• Pediatric pulmonology · Nov 1995

    Clinical Trial Controlled Clinical Trial

    Long-term pulmonary functional outcome of bronchopulmonary dysplasia and premature birth.

    • S Parat, G Moriette, M F Delaperche, P Escourrou, A Denjean, and C Gaultier.
    • Service de Medecine Neonatale de Port-Royal, Groupe Hospitalier Cochin Port-Royal, Universite Rene Descartes, Paris, France.
    • Pediatr. Pulmonol. 1995 Nov 1;20(5):289-96.
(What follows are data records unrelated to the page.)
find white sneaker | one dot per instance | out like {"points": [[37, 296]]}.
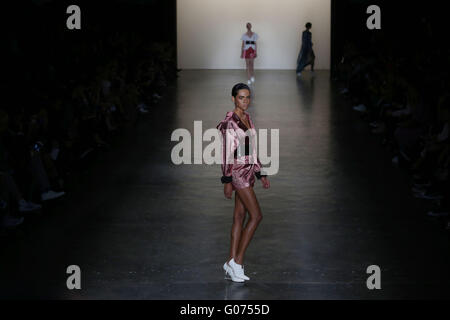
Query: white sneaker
{"points": [[28, 206], [238, 270], [9, 221], [229, 273], [51, 195]]}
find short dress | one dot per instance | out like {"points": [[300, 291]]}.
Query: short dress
{"points": [[249, 45], [240, 163]]}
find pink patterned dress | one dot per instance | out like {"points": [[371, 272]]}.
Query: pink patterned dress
{"points": [[240, 163]]}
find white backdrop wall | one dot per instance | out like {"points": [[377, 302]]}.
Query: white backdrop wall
{"points": [[209, 32]]}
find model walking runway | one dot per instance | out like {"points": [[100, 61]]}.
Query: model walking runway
{"points": [[142, 227]]}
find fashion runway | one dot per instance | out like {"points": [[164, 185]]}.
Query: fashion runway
{"points": [[141, 227]]}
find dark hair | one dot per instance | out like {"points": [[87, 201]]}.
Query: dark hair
{"points": [[237, 87]]}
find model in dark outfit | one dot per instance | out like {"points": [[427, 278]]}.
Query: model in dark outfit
{"points": [[306, 56], [239, 167]]}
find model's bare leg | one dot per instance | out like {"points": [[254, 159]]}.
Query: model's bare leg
{"points": [[238, 222], [251, 68], [248, 198], [247, 61]]}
    AbstractPulmonary function and exercise tolerance were evaluated in late childhood in two groups of prematurely born children: one group with bronchopulmonary dysplasia (BPD) [n = 15; gestational age at birth (GA): 29.6 +/- 2.8 weeks; birth weight (BW): 1,367 +/- 548 g; age at test: 7.9 +/- 0.6 years], and a second group without significant neonatal lung disease [pre-term (PT)] (n = 9; GA: 30.3 +/- 1.7 weeks; BW: 1,440 +/- 376 g; age at test: 7.8 +/- 0.22 years). The results were compared with a control group of children of similar ages and heights, born at term [term born (TB)]. We observed that total lung resistance (RL) was significantly higher in BPD (11 +/- 3 cmH2O/L/s), and in PT (9 +/- 2) than in TB [5 +/- 1; (P < 0.001 and P < 0.05, respectively)]. In BPD RL was higher than in PT (P < 0.05). Dynamic lung compliance (CLdyn) was decreased in BPD (43 +/- 11 mL/cmH2O) and in PT (56 +/- 17) compared with TB (76 +/- 20) (P < 0.001 and P < 0.05), and also in BPD compared with PT (P < 0.05). Forced expiratory volume in 1 second (FEV1) and FEV1/forced vital capacity (FVC) were lower in BPD (1.07 +/- 0.15 L and 72 +/- 7%) than in PT (1.29 +/- 0.23 L, and 80 +/- 7%) (P < 0.05). Exercise tests were performed in six boys with BPD. The ratio between minute ventilation at maximal workload (VEmax) and the predicted value of maximal voluntary ventilation (MVV) was elevated in the six BPD boys tested, compared with five boys of Group 2 and five TB boys (87 +/- 15% vs. 62 +/- 14% and 65 +/- 13%) (P < 0.05). We conclude that: 1) prematurity and BPD is followed by long-term airway obstruction and a mild degree of exercise intolerance and; 2) premature birth without BPD may be followed by a milder degree of airway obstruction in childhood than in infants who developed BPD during the neonatal period.